Most teams do not test all of those combinations properly. They try a few options manually and keep the first one that works. That is usually good enough to move on. It is rarely the route they would choose if they were optimizing for long-term cost, speed, and stability.
That is the gap ScrapeRouter is trying to close.
How it works
ScrapeRouter gives you one request schema and one response schema. You can use it in two ways.
The first is auto mode. In that case, ScrapeRouter starts with simpler routes and moves to more advanced ones when needed. The goal is to find a workable method for that target without you wiring all of that logic yourself.
The second is explicit mode. If you already know what route you want, you can choose the scraper and proxy setup directly and run the request that way.
In both cases, the important part is the same: your application does not need to change its downstream processing every time the route changes. The response format stays consistent. You can switch from a simple request to a browser-based route, or change proxy type, without rebuilding the rest of your pipeline around a new provider response format. That is the practical value.
Why that matters
There is a big difference between “this worked once” and “this keeps working in production.”
A one-off scrape can be slow, messy, and slightly expensive and still be fine. Production scraping is different. Volume changes the cost. Repetition changes the failure modes. Websites change. A site can add stronger blocking next week and break a method that looked fine before. A scraper that works from a local machine can fail on a server. A route that works for ten requests can fail at a hundred.

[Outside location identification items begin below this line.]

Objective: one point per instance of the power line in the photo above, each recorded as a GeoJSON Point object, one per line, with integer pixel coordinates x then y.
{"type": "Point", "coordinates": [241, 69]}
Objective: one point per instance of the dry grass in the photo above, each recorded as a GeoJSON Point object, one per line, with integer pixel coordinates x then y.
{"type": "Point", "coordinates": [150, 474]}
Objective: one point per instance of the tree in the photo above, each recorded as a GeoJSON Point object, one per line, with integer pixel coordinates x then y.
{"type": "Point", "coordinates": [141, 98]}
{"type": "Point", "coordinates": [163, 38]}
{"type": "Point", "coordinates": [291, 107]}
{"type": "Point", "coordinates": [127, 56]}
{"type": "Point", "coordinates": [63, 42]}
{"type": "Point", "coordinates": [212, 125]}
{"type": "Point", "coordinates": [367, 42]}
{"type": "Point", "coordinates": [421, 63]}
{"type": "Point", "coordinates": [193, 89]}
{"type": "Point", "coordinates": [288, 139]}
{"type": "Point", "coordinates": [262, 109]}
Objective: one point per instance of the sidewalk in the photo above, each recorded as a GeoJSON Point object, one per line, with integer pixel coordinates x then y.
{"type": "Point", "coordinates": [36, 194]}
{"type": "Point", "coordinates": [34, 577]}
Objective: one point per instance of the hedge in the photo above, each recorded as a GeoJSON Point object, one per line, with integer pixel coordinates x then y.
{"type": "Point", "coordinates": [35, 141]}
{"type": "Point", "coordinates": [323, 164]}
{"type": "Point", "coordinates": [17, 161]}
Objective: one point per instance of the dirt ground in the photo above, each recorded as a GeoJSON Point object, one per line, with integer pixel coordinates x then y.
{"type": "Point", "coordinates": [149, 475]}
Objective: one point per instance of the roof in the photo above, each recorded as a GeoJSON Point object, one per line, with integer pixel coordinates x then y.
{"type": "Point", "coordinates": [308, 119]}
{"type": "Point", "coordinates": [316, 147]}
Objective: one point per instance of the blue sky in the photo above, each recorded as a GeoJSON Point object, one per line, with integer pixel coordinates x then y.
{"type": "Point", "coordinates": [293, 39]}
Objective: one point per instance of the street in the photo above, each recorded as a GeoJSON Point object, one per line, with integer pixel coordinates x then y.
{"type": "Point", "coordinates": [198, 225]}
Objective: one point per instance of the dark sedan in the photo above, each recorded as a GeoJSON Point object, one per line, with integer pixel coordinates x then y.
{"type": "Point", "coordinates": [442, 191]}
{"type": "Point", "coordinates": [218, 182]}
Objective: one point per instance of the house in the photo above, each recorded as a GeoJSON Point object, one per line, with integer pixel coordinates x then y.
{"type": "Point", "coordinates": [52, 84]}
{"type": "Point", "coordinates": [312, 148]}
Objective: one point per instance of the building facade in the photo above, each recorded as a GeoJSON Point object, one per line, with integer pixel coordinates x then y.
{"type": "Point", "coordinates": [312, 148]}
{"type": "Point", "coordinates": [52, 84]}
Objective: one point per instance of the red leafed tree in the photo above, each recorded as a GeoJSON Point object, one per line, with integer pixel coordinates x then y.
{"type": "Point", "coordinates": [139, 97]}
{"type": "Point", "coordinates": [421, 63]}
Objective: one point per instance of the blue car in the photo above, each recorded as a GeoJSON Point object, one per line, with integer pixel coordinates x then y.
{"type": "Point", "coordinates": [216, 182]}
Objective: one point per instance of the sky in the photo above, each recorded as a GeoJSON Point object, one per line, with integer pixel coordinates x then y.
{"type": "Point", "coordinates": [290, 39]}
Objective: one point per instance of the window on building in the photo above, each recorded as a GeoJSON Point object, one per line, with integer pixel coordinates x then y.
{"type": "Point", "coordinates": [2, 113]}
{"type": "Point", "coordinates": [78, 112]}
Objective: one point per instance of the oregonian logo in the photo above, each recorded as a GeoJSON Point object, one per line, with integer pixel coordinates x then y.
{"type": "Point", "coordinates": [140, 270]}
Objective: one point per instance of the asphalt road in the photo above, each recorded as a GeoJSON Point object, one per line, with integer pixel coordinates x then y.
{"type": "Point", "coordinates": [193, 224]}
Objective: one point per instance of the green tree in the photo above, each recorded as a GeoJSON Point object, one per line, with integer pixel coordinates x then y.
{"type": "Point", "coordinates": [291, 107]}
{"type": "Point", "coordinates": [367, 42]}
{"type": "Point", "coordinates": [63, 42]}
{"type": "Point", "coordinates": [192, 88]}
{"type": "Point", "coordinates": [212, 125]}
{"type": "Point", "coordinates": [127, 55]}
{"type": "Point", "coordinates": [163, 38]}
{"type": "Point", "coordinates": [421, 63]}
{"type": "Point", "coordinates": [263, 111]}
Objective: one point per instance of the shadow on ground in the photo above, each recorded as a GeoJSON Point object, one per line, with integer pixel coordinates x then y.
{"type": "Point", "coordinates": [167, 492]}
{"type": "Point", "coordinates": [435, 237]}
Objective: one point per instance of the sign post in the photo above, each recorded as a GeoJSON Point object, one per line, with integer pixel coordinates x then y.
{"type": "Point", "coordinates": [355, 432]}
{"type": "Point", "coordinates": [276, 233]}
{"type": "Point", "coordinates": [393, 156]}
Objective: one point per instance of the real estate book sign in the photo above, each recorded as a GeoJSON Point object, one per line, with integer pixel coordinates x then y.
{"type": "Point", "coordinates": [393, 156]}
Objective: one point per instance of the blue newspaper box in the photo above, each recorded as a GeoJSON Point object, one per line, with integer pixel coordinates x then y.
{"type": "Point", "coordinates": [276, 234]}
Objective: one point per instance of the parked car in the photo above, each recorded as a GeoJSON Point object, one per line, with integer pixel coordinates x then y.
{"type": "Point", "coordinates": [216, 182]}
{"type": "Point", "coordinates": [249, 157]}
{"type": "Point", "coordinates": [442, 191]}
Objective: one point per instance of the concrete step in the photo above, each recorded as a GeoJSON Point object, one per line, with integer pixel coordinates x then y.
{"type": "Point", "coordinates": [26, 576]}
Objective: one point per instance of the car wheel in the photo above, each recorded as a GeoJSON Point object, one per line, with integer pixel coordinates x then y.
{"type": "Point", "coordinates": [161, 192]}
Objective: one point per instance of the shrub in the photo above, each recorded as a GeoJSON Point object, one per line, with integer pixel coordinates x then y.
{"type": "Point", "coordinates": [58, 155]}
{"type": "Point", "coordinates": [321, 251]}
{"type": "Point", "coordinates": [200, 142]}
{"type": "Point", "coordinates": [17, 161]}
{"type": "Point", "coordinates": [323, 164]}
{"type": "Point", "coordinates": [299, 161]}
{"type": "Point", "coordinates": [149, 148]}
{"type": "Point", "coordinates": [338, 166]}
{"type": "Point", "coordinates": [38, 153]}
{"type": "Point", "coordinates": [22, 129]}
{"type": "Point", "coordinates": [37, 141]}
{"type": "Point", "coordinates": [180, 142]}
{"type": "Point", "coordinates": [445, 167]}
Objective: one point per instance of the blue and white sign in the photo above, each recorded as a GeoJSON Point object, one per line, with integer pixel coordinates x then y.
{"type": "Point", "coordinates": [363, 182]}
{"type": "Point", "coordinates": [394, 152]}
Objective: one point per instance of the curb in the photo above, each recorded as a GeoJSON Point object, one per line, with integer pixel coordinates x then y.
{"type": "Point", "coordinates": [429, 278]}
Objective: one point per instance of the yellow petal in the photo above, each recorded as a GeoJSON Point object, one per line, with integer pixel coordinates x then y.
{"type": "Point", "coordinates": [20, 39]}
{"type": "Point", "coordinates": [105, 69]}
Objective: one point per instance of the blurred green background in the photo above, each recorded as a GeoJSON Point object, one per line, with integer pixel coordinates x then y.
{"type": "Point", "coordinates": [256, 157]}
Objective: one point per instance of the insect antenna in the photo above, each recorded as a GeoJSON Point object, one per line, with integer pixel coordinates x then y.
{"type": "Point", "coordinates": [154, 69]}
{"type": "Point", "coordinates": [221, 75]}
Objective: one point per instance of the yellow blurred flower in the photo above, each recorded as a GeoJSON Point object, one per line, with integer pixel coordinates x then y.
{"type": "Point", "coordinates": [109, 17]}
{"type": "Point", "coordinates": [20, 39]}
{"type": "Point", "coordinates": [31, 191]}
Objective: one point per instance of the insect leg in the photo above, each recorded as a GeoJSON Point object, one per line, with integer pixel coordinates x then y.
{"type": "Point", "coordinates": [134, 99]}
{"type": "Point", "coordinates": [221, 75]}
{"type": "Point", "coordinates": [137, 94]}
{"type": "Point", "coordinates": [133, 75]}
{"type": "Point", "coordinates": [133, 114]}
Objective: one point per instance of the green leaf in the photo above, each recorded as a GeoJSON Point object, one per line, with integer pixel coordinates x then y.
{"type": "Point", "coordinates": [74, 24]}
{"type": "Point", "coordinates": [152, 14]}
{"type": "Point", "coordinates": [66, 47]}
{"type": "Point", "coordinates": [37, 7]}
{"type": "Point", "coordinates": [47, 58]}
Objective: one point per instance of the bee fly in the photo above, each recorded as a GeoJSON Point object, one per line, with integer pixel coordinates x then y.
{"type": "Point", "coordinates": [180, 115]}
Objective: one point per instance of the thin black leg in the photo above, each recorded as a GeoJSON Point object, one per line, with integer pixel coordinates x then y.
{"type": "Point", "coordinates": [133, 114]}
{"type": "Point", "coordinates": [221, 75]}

When that happens, the real cost is not just the request cost. It is engineering time. It is debugging. It is going back into code that should not be central to your product in the first place. It is dealing with downstream processes that now fail because your scraping layer stopped being stable.
ScrapeRouter is built for that layer. Not for the one-time script. For the part that starts hurting when scraping becomes part of an actual system.
Who it is for
ScrapeRouter is for developers and technical teams who already know that scraping gets more complicated in production than it looks at first.
It is a good fit for people who have already written scrapers, dealt with proxies, tried browser automation, integrated a provider API, or had to maintain scraping jobs over time. Usually they have already felt the pain. They know the problem is not only getting data out of a page. The problem is keeping the whole setup maintainable.
It is also a good fit for technical founders who do not want to spend engineering time building and maintaining routing logic for something that is not their core product.
Start with a free URL check report
The best entry point into ScrapeRouter is /check/.
Before integrating an API, most people want a simpler answer first: can this target be scraped, what route looks workable, and what should I try next?
That is what URL check report is for.
It gives you a practical starting point before deeper integration work. Then, if the target looks viable, you can move from that check into production requests through the API.
That is really the product story in one line:
Check the target first. Then run it through one API. Keep one integration even when the route underneath changes.